Chapter Seminar

Design and Crime Prevention in Learning Environments

March 21, 2023
4:30 – 6:00 PM

Bora Architects
1705 SE 3rd Ave., Portland, OR 97214

CPTED Crime Prevention Through Environmental Design (CPTED) is a design framework that gained prominence in the 1990’s based on the works of Jane Jacobs and Oscar Newman and attempts to reduce the incidence and fear of crime through interventions in the built environment. This framework is ubiquitous throughout western public institutions as a means of managing community behavior through access and surveillance strategies. Because it is rooted in whiteness- the psychic and material infrastructure that normalizes the conditions of being wealthy, straight, cis-gender, able bodied, European-descended, and a man- it functionally perpetuates social, political, economic inequities based on race, class, and gender.

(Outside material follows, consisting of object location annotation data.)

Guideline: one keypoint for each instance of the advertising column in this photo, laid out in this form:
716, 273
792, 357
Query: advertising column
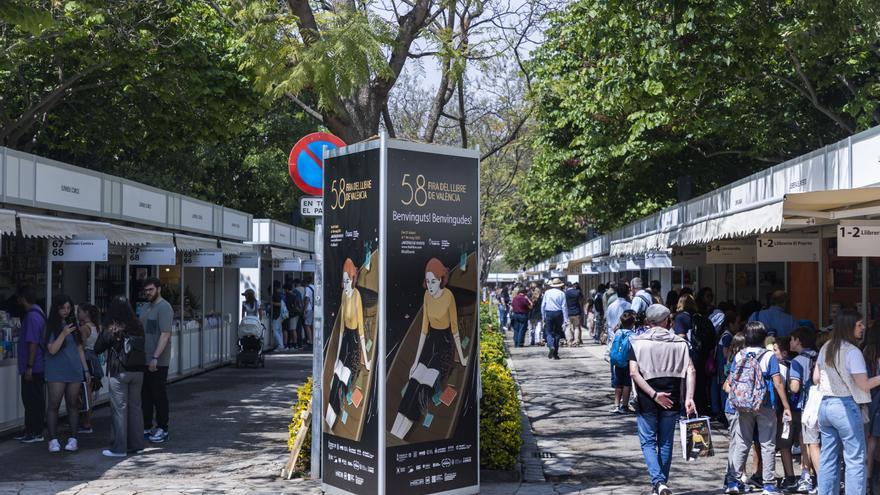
432, 365
349, 407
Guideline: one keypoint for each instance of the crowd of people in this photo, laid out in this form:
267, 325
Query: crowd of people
70, 349
292, 310
776, 384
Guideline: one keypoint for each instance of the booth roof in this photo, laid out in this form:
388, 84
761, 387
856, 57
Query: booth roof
64, 228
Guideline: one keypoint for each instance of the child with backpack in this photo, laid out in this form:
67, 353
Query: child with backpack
782, 351
800, 381
755, 386
619, 357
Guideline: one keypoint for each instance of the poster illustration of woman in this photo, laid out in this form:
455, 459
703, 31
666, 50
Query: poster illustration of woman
439, 344
351, 350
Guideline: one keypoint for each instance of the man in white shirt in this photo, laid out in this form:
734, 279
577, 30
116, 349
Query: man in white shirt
554, 311
616, 309
641, 298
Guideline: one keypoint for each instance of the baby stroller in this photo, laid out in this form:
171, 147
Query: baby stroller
250, 342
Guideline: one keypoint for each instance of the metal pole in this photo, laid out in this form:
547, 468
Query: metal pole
92, 283
318, 349
865, 310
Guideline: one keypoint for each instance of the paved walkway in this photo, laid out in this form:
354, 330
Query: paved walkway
229, 436
585, 449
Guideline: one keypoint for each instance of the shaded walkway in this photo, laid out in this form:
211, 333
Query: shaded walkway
228, 433
582, 445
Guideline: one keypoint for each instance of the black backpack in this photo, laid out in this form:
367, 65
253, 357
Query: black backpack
294, 303
702, 335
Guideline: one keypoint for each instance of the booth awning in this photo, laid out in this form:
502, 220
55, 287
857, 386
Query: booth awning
833, 205
7, 222
282, 254
64, 228
190, 243
235, 248
130, 236
759, 220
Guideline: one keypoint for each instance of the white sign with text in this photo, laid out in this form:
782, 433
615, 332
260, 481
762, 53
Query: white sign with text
208, 258
725, 253
78, 249
310, 206
858, 238
244, 260
687, 257
289, 265
153, 254
777, 248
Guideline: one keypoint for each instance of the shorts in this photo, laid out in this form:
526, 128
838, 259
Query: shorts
810, 435
794, 429
620, 377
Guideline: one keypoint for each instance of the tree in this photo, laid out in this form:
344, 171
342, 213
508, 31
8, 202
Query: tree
631, 96
349, 56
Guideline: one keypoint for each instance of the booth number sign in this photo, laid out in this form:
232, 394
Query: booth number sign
78, 250
858, 239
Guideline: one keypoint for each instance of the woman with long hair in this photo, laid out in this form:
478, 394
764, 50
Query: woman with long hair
438, 340
351, 343
66, 369
842, 377
88, 318
871, 352
123, 341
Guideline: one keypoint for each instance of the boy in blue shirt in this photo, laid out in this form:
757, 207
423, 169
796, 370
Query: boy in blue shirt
764, 418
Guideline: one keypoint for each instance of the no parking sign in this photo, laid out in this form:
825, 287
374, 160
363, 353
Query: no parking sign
306, 164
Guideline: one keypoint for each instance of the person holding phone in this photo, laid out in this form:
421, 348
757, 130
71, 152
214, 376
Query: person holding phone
66, 369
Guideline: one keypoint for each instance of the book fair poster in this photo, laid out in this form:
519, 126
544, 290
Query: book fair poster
350, 414
431, 358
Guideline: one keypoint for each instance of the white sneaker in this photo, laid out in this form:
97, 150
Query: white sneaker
72, 445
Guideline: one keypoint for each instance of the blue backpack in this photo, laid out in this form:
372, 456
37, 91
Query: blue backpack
620, 347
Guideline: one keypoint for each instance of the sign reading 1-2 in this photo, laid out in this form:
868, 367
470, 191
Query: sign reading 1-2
858, 238
782, 248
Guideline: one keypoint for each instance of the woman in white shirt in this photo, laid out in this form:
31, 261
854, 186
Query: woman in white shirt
842, 378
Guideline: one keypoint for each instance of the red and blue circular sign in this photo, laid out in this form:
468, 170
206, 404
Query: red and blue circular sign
306, 163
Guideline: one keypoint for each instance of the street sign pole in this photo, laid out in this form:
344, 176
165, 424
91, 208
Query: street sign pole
318, 349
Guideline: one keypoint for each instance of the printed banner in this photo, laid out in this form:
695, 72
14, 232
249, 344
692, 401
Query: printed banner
431, 405
349, 408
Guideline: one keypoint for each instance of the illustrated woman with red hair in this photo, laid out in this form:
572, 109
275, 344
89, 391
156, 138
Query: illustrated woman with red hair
435, 353
348, 355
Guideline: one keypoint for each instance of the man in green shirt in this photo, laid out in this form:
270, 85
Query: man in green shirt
156, 319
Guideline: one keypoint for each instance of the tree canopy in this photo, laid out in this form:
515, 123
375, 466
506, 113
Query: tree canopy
631, 96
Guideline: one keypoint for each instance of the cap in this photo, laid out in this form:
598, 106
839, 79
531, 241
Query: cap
656, 313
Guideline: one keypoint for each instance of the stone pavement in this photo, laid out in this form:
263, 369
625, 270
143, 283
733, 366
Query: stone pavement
229, 436
585, 449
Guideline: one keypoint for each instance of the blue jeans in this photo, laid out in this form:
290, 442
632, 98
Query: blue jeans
840, 423
656, 434
502, 318
553, 329
716, 395
520, 323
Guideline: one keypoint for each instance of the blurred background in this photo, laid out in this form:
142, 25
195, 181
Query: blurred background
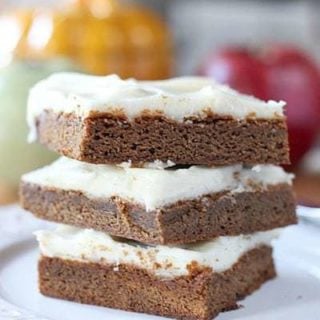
270, 49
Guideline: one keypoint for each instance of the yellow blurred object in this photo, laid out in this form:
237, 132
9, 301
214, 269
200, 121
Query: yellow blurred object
103, 36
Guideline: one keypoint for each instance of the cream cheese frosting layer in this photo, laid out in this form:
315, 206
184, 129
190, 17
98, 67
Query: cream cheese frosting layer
153, 188
177, 98
88, 245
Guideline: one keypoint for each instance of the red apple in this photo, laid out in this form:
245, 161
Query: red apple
294, 78
280, 72
238, 68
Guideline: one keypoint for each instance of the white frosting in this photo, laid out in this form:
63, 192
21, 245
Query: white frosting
92, 246
177, 98
153, 188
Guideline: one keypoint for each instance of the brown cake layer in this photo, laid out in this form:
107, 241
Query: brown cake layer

In this seminar, we will examine CPTED through a critical lens to better understand in prominence in institutional safety & security operations, and explore values and strategies to approach designing for safety in more equitable ways.

Learning Objectives:
  • Establish an essential understanding of the origins and development of Crime Prevention Through Environmental Design (CPTED)
  • Understand how CPTED came to be adopted, how it evolved, and how it has been used in school design.
  • Explore the CPTED movement through a lens that centers race, class, and gender.
  • Explore alternative design methods that center the lived-experience of historically overlooked and undervalued members of our communities when considering safety and security in the built environment.

Speaker: Derrick McDonald, Associate| Equitable Design Strategist
Derrick McDonald Derrick is a designer, researcher, and community organizer whose work is rooted in the understanding that the spaces that we make, in turn make us. Derrick’s responsibility at Hacker as an Equitable Design Strategist is to identify and incorporate methods into our process that expand our collective imagination. By centering the lived experience and positionality of Black and Indigenous communities, we can decenter social-control, accumulation, and violence as hallmarks of design and situate responsibility, care, and justice at the center of our work.

Derrick was initiated into the industry of design through their work with the Space Matters Cohort and Dr. Amara Pérez, and continues to examine, interrupt, and dismantle the status quo in the built environment through a process of inquiry, reflection, and action. They are also an active member of the collective Black Star Farmers and work to radically reclaim land and food sovereignty on unceded Duwamish and Coast Salish ancestral land.